Sunday, September 21, 2014

yo, Adrian, part 2!

Admittedly, I spent more time watching football today than I should have (the Vikings look a bit anemic without Adrian Peterson) and then I just read a TIME  magazine cover story about "Is football worth it?" and then an NBCNEWS story about how 12 players suiting up today have at some point been arrested for domestic assault, so the National Football League (NFL) is on my mind more than usual... Hence, this blog post...

So I'm starting to sense that we are entering an era where it's going to become politically correct to be anti-football and especially anti-NFL..... I bet we will hear that even more loudly  here in Minnesota, where a billion-dollar stadium is being built -- still a touchy subject locally.

I can't get into the issue of traumatic brain injuries, the topic of the TIME article, but I have some more thoughts on the domestic violence issue.

When it comes to big-name celebrities here in the U.S., we've been in a guilt-by-accusation mindset for a while now.  We love to bring them down after we've built them up.  Right now any wife or lover can accuse a professional ball player of abuse, and the accusation will make a headline and maybe end a career, so the NFL has to walk the tightrope of neither under-reacting or over-reacting until the truth is known.  An arrest is not a conviction, and it's possible that an accusation is an act of revenge.

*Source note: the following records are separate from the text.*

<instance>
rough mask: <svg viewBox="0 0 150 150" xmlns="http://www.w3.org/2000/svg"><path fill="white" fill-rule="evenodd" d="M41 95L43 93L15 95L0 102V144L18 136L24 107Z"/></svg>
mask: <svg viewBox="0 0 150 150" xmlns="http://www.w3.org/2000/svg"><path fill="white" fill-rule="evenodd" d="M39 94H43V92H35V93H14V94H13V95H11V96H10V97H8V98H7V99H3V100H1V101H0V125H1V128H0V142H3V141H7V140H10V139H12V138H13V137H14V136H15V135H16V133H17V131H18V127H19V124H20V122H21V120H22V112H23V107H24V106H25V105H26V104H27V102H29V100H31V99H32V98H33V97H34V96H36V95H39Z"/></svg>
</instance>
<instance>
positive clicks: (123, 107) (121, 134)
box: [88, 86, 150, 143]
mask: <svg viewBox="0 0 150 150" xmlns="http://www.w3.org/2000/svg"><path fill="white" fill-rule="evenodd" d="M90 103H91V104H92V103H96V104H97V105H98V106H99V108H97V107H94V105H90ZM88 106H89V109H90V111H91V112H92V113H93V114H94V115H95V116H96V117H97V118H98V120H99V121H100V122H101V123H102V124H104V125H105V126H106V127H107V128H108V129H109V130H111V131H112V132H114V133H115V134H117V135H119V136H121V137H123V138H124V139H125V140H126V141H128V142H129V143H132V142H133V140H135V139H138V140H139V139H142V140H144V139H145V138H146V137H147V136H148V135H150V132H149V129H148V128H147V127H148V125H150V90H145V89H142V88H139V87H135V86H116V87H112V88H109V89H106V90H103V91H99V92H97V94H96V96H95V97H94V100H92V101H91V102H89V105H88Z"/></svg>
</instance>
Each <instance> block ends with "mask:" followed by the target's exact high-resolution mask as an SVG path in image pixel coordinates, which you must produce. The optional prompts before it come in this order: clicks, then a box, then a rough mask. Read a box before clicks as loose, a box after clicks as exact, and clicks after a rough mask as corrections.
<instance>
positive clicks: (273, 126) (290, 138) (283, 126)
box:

There are 32 NFL teams with 53 players on each, so that's 1696 suited-up individuals.  12 of those players have somewhere sometime been arrested.  That's 7/10ths of 1 percent.  I wonder what the domestic-violence arrest percentage is for the male population at large?  And could any of the 12 been victims of extortion?  All of the 1696 players are making lot of money, and money -- and the hangers-on it attracts -- are new to most of these guys.  They can make really bad mistakes.  The mistake the public can make is to typecast a whole profession.